Abstract

The Fort Worth Basin in north-central Texas is a foreland basin of the Ouachita Orogen that was formed during the late Paleozoic Laurentia-Gondwana collision, and its Paleozoic strata contain key information about the tectonic processes on the southern margin of Laurentia. Here we study sandstone petrography, mudstone rare-earth element (REE) and Nd isotope geochemistry of the Paleozoic clastic rocks in this basin. These data were integrated with previously published detrital zircon UPb data to determine Paleozoic sediment provenance in the Fort Worth Basin and response of the sedimentary system to the Laurentia-Gondwana collision. Sandstone composition changed from the Cambrian (Q90F6L4)–Middle Pennsylvanian (Q89F4L7) to the Late Pennsylvanian-earliest Permian (Q84F2L14), suggesting an increase of input from a recycled orogen after the Middle Pennsylvanian. The mudstones have REE patterns of average upper crust. Compared to the Cambrian-Lower Pennsylvanian mudstones, the Middle Pennsylvanian-lowermost Permian mudstones have more depleted light REE, larger Eu anomalies, and lower εNd values, suggesting a change of sediment provenance after the Early Pennsylvanian. This change is best explained by the arrival of clastic grains from Gondwana, most likely the Sabine Peri-Gondwana terrane, during the Middle Pennsylvanian.
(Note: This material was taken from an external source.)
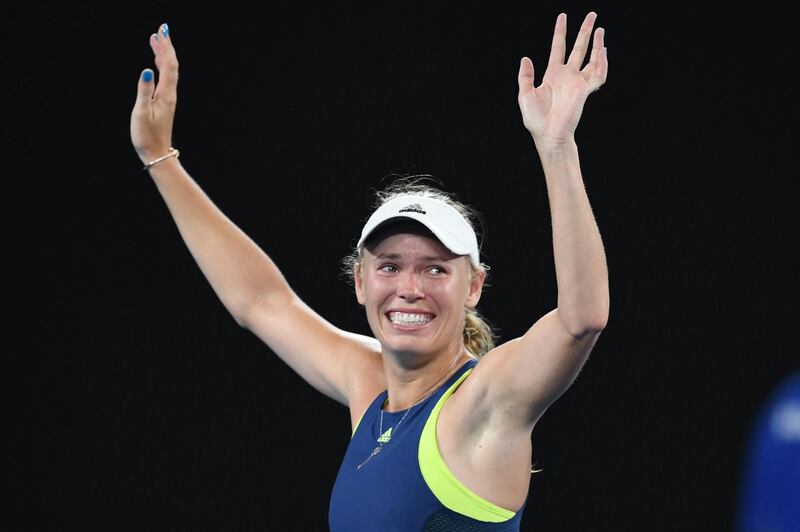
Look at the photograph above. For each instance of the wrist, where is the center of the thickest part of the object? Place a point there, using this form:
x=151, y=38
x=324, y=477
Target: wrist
x=555, y=149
Our new provenance data support the previous interpretation that Gondwanan detritus contributed sediment to the Fort Worth Basin during the Middle Pennsylvanian-early Permian, most likely through erosion by transverse rivers linking the high Ouachita hinterland and foreland as the collision of Laurentia and Gondwana advanced to the east of the Fort Worth Basin.